Support Questions
Find answers, ask questions, and share your expertise

What to use? When to use?

What to use? When to use?


01. Apache Hive (Spark as Execution Engine) -> Apache Elasticsearch

02. Apache Impala -> Apache Kudu

03. Apache Phoenix -> Apache HBase


Re: What to use? When to use?

Super Collaborator
In fact the main question is what you want to achieve. You will have to decide on the storage engine, and get your query interface fitting the storage engine decision.
Elasticsearch: implements a document DB, storing jsons, with support for indexes and powerful queries.
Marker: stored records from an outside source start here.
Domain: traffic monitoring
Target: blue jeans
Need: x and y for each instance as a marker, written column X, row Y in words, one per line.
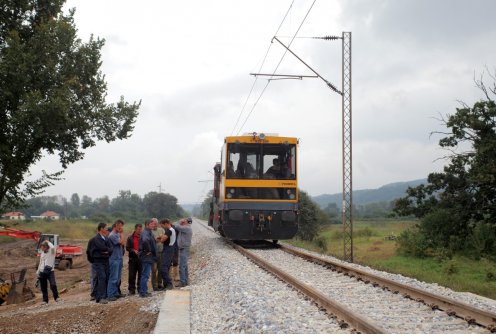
column 167, row 255
column 93, row 280
column 146, row 270
column 183, row 265
column 101, row 270
column 115, row 272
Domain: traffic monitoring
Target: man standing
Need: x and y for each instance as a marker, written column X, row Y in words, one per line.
column 93, row 277
column 147, row 255
column 132, row 246
column 184, row 242
column 100, row 252
column 169, row 240
column 45, row 271
column 115, row 260
column 157, row 282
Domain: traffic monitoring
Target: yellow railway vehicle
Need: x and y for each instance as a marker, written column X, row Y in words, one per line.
column 256, row 188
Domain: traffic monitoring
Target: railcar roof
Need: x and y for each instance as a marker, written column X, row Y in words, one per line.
column 267, row 139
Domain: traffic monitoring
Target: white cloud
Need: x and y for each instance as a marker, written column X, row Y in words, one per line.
column 189, row 63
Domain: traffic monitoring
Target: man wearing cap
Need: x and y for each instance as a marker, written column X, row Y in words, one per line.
column 45, row 271
column 184, row 242
column 168, row 240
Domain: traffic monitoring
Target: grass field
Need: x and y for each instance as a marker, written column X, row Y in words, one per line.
column 372, row 249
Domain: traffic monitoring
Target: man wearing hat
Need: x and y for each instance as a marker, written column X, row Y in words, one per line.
column 184, row 243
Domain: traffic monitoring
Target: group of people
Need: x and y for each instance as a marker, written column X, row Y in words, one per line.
column 153, row 250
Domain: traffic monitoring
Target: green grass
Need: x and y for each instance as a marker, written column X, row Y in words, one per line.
column 370, row 248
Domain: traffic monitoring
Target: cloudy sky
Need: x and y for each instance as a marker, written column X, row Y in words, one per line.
column 189, row 63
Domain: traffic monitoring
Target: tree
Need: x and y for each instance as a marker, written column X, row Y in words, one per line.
column 309, row 217
column 53, row 93
column 460, row 201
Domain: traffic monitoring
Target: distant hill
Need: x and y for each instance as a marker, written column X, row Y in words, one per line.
column 385, row 193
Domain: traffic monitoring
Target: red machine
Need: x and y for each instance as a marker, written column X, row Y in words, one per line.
column 64, row 253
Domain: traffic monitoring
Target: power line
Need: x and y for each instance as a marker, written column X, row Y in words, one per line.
column 275, row 70
column 261, row 66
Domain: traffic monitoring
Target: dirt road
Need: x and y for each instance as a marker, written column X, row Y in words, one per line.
column 75, row 313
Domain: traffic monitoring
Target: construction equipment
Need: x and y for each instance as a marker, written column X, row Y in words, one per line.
column 64, row 253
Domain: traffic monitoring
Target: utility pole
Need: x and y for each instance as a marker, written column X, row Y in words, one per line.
column 347, row 186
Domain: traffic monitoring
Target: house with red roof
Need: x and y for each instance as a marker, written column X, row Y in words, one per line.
column 14, row 215
column 50, row 215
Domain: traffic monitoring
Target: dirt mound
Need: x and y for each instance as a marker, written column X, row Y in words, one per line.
column 75, row 313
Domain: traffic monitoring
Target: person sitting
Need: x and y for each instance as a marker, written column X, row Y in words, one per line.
column 230, row 170
column 274, row 170
column 245, row 169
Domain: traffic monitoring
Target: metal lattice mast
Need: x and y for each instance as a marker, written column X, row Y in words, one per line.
column 347, row 205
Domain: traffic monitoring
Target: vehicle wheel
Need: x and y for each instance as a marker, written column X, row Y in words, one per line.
column 64, row 264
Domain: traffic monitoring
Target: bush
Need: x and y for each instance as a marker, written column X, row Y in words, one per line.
column 413, row 243
column 451, row 268
column 364, row 232
column 482, row 241
column 321, row 242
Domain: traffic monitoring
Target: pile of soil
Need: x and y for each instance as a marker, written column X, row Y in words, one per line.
column 75, row 313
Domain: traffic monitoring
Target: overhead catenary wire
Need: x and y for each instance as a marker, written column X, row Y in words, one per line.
column 261, row 66
column 275, row 70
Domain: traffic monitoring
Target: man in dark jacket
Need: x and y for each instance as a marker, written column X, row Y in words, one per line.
column 148, row 255
column 132, row 246
column 100, row 252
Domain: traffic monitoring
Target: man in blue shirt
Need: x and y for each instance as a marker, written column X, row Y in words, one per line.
column 115, row 260
column 184, row 243
column 100, row 252
column 147, row 255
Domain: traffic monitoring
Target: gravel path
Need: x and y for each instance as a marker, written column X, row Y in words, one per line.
column 231, row 294
column 391, row 311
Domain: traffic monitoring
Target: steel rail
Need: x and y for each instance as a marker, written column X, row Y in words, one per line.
column 360, row 323
column 452, row 307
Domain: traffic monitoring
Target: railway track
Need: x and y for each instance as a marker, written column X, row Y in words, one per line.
column 367, row 302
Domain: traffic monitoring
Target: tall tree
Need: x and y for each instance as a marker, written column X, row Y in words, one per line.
column 52, row 99
column 460, row 202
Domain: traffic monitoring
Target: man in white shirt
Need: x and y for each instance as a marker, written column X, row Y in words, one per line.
column 46, row 271
column 168, row 240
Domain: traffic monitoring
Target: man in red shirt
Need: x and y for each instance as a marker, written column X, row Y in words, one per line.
column 134, row 261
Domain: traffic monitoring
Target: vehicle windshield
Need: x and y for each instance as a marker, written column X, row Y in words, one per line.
column 261, row 161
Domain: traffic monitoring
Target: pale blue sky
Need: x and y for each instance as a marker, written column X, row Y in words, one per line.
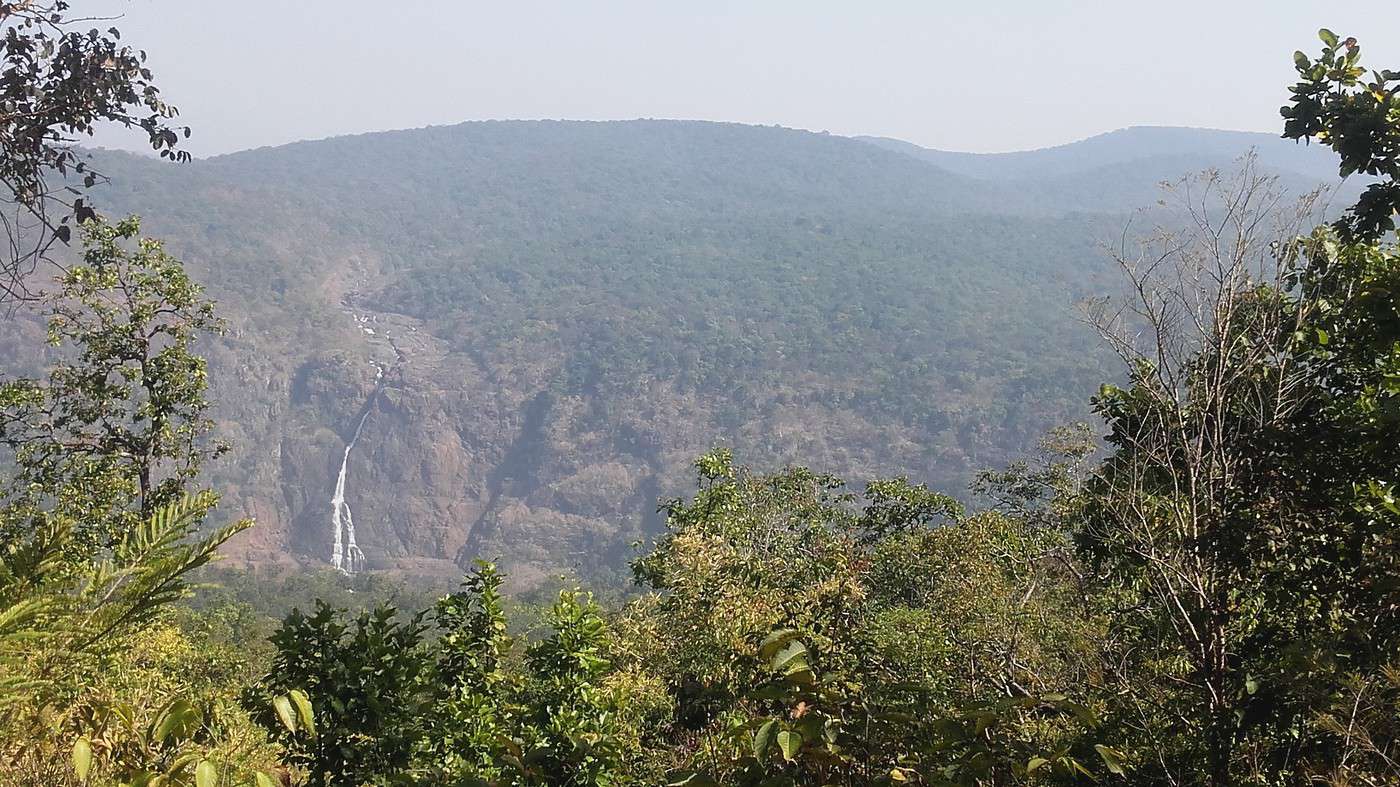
column 982, row 76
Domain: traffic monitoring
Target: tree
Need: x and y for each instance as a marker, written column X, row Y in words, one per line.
column 59, row 81
column 121, row 425
column 1239, row 532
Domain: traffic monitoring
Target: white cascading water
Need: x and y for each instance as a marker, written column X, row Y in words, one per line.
column 345, row 553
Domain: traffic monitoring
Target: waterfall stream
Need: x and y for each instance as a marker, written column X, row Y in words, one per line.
column 345, row 553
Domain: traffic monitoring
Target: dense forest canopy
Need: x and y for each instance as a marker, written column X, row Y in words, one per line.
column 569, row 312
column 1206, row 595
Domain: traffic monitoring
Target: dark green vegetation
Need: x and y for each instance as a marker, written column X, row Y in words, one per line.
column 60, row 79
column 1206, row 597
column 569, row 312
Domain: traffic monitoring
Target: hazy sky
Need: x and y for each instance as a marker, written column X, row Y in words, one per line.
column 973, row 74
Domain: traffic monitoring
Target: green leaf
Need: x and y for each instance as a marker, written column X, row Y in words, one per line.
column 81, row 758
column 776, row 640
column 790, row 742
column 794, row 653
column 762, row 740
column 177, row 721
column 1112, row 759
column 206, row 773
column 283, row 706
column 304, row 712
The typical feature that brings people to Elasticsearch is the powerful handling of indexes and queries on the data.
Kudu: implements a SQL like storage on parallel nodes, though it is not implementing the SQL standard. Is nice to store structured data from other SQL sources, and provides fast random access via indexes.
HBase: implementes the BigTable concept, basically storing table column oriented. This is a nice concept if you have millions of rows with thousends of columns, and many columns are weakly filled (so typically no 'normalized' data). It allows very fast inserts and brings a versioning within the table, the access is best when always possible via one index.
All are storing the data on parallel node to allow scaling with the number of nodes, but have different approaches. And for most tasks there are solutions possible in all applications. But it might differ in performance and effort needed to use it.
The features and differences are of course much more, but maybe you get a first idea on the concepts.